// why build this
After building RAG from scratch — deriving every algorithm by hand — I wanted to answer a different question: what does it take to ship a RAG pipeline as a real API?
The from-scratch project proved I understood the algorithms. RAGOps proves I can productionise them. The gap between a Jupyter notebook and a deployed API is where most ML projects die. This project bridges that gap: persistent vector storage, containerised deployment, automated testing, and CI regression gating.
// architecture
Layered design: Routers handle HTTP, services contain business logic, rag_core holds the ML components, and PostgreSQL with pgvector stores vectors persistently. No business logic in routers — they only validate input and call services.

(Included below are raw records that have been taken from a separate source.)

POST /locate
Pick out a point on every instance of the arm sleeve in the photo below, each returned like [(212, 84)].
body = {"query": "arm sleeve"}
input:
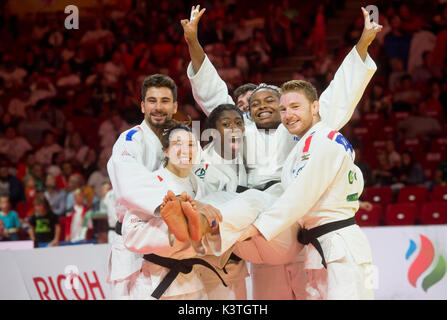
[(16, 220), (338, 101), (144, 234), (134, 185), (304, 192), (208, 89)]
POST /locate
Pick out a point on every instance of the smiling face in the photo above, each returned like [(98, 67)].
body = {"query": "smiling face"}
[(264, 109), (182, 150), (158, 106), (298, 114), (230, 126)]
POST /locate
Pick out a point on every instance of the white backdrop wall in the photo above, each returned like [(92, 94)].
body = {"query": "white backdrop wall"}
[(410, 263)]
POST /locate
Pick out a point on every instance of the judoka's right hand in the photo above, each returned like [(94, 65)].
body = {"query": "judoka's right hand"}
[(212, 215), (190, 26)]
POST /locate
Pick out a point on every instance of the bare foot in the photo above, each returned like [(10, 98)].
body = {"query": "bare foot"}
[(171, 212), (190, 211)]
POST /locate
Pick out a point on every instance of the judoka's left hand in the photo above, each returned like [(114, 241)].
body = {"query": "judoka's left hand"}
[(250, 232), (370, 30)]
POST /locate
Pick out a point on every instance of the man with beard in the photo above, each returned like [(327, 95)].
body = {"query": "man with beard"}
[(136, 154), (267, 149)]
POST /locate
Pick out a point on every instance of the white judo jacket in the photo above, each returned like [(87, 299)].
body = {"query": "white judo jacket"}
[(322, 184), (266, 151), (136, 154)]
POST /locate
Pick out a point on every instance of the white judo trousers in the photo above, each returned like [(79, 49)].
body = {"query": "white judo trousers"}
[(322, 185), (223, 175), (265, 153)]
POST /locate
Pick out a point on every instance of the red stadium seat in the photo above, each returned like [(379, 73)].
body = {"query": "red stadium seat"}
[(439, 193), (62, 223), (369, 218), (399, 214), (413, 145), (413, 194), (385, 133), (380, 195), (439, 145), (434, 213)]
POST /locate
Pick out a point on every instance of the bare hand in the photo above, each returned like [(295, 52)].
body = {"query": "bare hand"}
[(212, 215), (190, 26), (365, 205), (370, 29), (250, 232)]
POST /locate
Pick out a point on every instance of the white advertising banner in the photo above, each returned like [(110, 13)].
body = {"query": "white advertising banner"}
[(410, 262), (12, 286), (65, 273)]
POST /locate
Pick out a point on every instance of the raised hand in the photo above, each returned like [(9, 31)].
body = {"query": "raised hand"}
[(370, 29), (190, 26)]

This is the standard separation you'd see in a production FastAPI codebase. Each layer is independently testable. The router tests mock services, the service tests mock the database, and the rag_core tests run against real models.
// tech stack
| Component | Technology |
|---|---|
| API | FastAPI with auto OpenAPI docs |
| Database | PostgreSQL 15 + pgvector (HNSW index) |
| Embeddings | sentence-transformers (all-MiniLM-L6-v2, 384-dim) |
| Reranker | cross-encoder (ms-marco-MiniLM-L-6-v2) |
| LLM | Raw HTTP to any OpenAI-compatible endpoint |
| Containers | Docker Compose (api + postgres) |
| CI | GitHub Actions — pytest + ruff on push |
| Config | pydantic-settings via .env |
// API design
Three endpoints. That's it. Simplicity is a feature.
POST /v1/ingest — upload a document (.txt, .md,
.pdf). The service chunks it, embeds each chunk, and stores vectors in pgvector. Returns a
document ID and chunk count.
POST /v1/query — ask a question with a top_k parameter.
The service embeds the query, retrieves candidates from pgvector, reranks with the cross-encoder, and
generates an answer with source attribution. Returns the answer, source chunks with scores, and token usage.
GET /health — liveness probe for container orchestration.
// offline evaluation
A RAG API without evaluation metrics is just a demo. RAGOps includes an offline evaluation harness that measures Precision@k, Recall@k, and MRR (Mean Reciprocal Rank) against a test corpus.
The evaluation runs as part of CI. If retrieval quality regresses below the baseline, the pipeline fails. This is the "ops" in RAGOps — you don't just build it, you continuously verify it works.
// key decisions
pgvector over Pinecone/Weaviate — PostgreSQL is battle-tested infrastructure. pgvector adds vector similarity search to a database most teams already run. No new service to manage, no vendor lock-in, and HNSW indexing gives sub-linear search time.
Raw HTTP over LangChain — the LLM integration is a single HTTP call to an OpenAI-compatible endpoint. LangChain adds 50+ transitive dependencies for something that's 20 lines of code. When the abstraction costs more than the thing it abstracts, skip the abstraction.
Docker Compose for local dev — make up starts the API and PostgreSQL
with pgvector pre-configured. No "install PostgreSQL, enable pgvector extension, run migrations" dance.
One command, everything works.
CI regression gate — every push runs tests and linting. The evaluation harness ensures retrieval quality doesn't regress silently. This is the difference between a project and a product.